Many bacterial pathogens strictly rely on the activity of type III secretion systems (T3SSs) to secrete and translocate effector proteins in order to establish infection. The central component of T3SSs is the needle complex, a supramolecular machine which assembles a continuous conduit crossing the bacterial envelope and the host cell membrane to allow bacterial effectors to gain entry into the host cell cytoplasm to modulate signal transduction processes. Disruption of this process impairs pathogenicity, providing an avenue for antimicrobial design. However, the molecular principles underlying T3 secretion remain elusive. Here, we report the first structure of an active Salmonella enterica sv.

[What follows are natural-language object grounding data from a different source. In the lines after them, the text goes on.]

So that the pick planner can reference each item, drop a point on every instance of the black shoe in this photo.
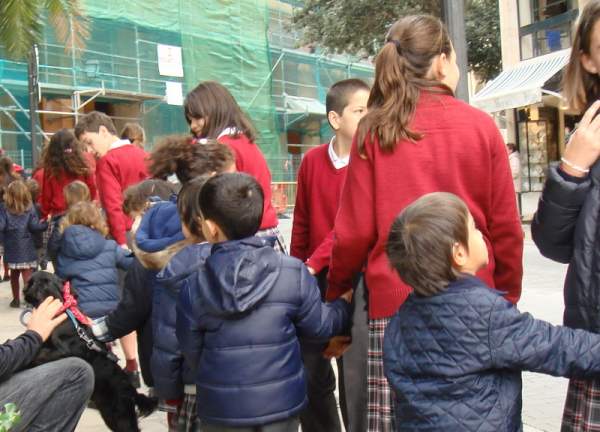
(134, 378)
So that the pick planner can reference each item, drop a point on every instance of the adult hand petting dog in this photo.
(43, 320)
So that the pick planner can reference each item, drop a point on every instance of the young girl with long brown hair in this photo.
(418, 138)
(19, 223)
(565, 227)
(212, 112)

Typhimurium needle complex engaged with the late effector protein SptP in two functional states, revealing the complete 800Å-long secretion conduit and unravelling the critical role of the export apparatus (EA) subcomplex in T3 secretion. Unfolded substrates enter the EA through a hydrophilic constriction formed by SpaQ proteins, which enables side chain-independent transport, explaining heterogeneity and structural disorder of signal sequences in T3SS effector proteins. Above, a methionine gasket formed by SpaP proteins functions as a gate that dilates to accommodate substrates but prevents leaky pore formation to maintain the physical boundaries of compartments separated by a biological membrane. Following gate penetration, a moveable SpaR loop first folds up to then act akin to a linear ratchet to steer substrates through the needle complex. Together, these findings establish the molecular basis for substrate translocation through T3SSs, improving our understanding of bacterial pathogenicity and motility of flagellated bacteria, and paves the way for the development of novel concepts combating bacterial infections.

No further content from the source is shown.